The order form has more options than most users explore. Each one exists for a reason. Here is a tour of the order types and flags.

The base order types
Market. Fills now at whatever the book gives you. Always taker.
Limit. Sits on the book at the price you set. Maker if it does not immediately match.
Stop-market. Triggers a market order when the trigger price is hit. Standard stop-loss.
Stop-limit. Triggers a limit order at a specified limit price. Protects against runaway slippage in fast moves.
Trailing stop. Moves with the market in your favor and stays put when it moves against you.
Bracket orders
A bracket order is a single submission that opens a position and attaches a stop-loss and take-profit. The two child orders are an OCO pair: when one fires, the other cancels. We strongly recommend turning the bracket toggle on by default.
Order flags
Post-only
Tells the exchange to reject the order if it would otherwise fill as a taker. Use on patient limit entries where the maker fee tier matters.
Reduce-only
Tells the exchange this order can only decrease an existing position. Critical for stops and take-profits. Hex37 sets reduce-only automatically on bracket children.
Time in force
- GTC — sits until you cancel. Default.
- IOC — fill what you can right now, cancel the rest.
- FOK — fill the entire order right now, or cancel completely.
Stop trigger reference
- Last price — most recent trade. Volatile. Wicks can fire your stop.
- Mark price — smoothed composite. Recommended default.
Margin mode
- Isolated — dedicated margin per position. Recommended default.
- Cross — all account collateral defends every cross position.
Pragmatic defaults
- Limit + post-only on patient entries.
- Bracket toggle on, reduce-only on children (automatic).
- Mark-price triggers on stops.
- Isolated margin.
Frequently asked questions
What is a bracket order?
A bracket order is a single submission that opens a position and attaches a stop-loss and take-profit as OCO children. When one child fires, the other automatically cancels.
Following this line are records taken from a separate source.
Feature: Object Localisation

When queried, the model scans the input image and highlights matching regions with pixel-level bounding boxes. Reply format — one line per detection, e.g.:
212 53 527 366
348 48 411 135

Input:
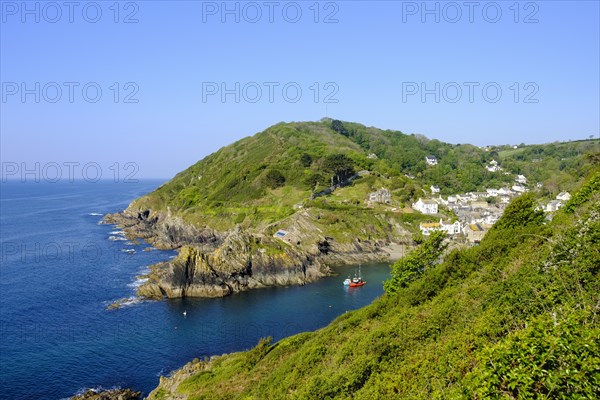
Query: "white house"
556 192 571 201
419 218 462 236
500 195 510 204
412 199 438 214
369 188 392 204
485 160 502 172
515 175 527 185
544 200 563 212
425 156 437 165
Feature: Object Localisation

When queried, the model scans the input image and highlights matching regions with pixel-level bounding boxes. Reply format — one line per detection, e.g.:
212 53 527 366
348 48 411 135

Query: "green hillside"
133 119 598 230
150 169 600 399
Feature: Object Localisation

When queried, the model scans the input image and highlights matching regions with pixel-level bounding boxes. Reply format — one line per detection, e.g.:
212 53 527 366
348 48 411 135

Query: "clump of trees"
383 231 447 295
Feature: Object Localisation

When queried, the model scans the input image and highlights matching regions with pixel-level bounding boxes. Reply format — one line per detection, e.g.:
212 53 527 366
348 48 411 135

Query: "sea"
0 180 389 400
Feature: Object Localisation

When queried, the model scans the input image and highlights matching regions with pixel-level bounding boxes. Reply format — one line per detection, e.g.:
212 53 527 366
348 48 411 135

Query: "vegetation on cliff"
150 168 600 399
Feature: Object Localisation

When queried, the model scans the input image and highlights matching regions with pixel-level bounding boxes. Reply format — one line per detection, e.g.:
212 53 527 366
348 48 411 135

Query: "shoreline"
103 207 409 310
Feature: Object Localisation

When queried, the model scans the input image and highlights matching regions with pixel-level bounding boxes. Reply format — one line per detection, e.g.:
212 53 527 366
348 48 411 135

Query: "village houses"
425 156 437 165
412 199 438 214
369 188 392 204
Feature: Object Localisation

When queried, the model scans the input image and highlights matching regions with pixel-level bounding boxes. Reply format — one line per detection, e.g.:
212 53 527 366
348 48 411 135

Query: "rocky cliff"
105 207 408 299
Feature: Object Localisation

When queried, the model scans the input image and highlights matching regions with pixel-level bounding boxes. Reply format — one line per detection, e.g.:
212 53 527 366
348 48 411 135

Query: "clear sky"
0 0 600 178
Should I always use post-only?
Use post-only when you can be patient and want guaranteed maker pricing. The cost is occasional rejected orders. For urgent fills, leave it off.
Why default to mark price for stop triggers?
Mark price is the smoothed composite reference, the same price used to compute liquidations. It filters out single-tick wicks that would unfairly fire stops on a last-price trigger.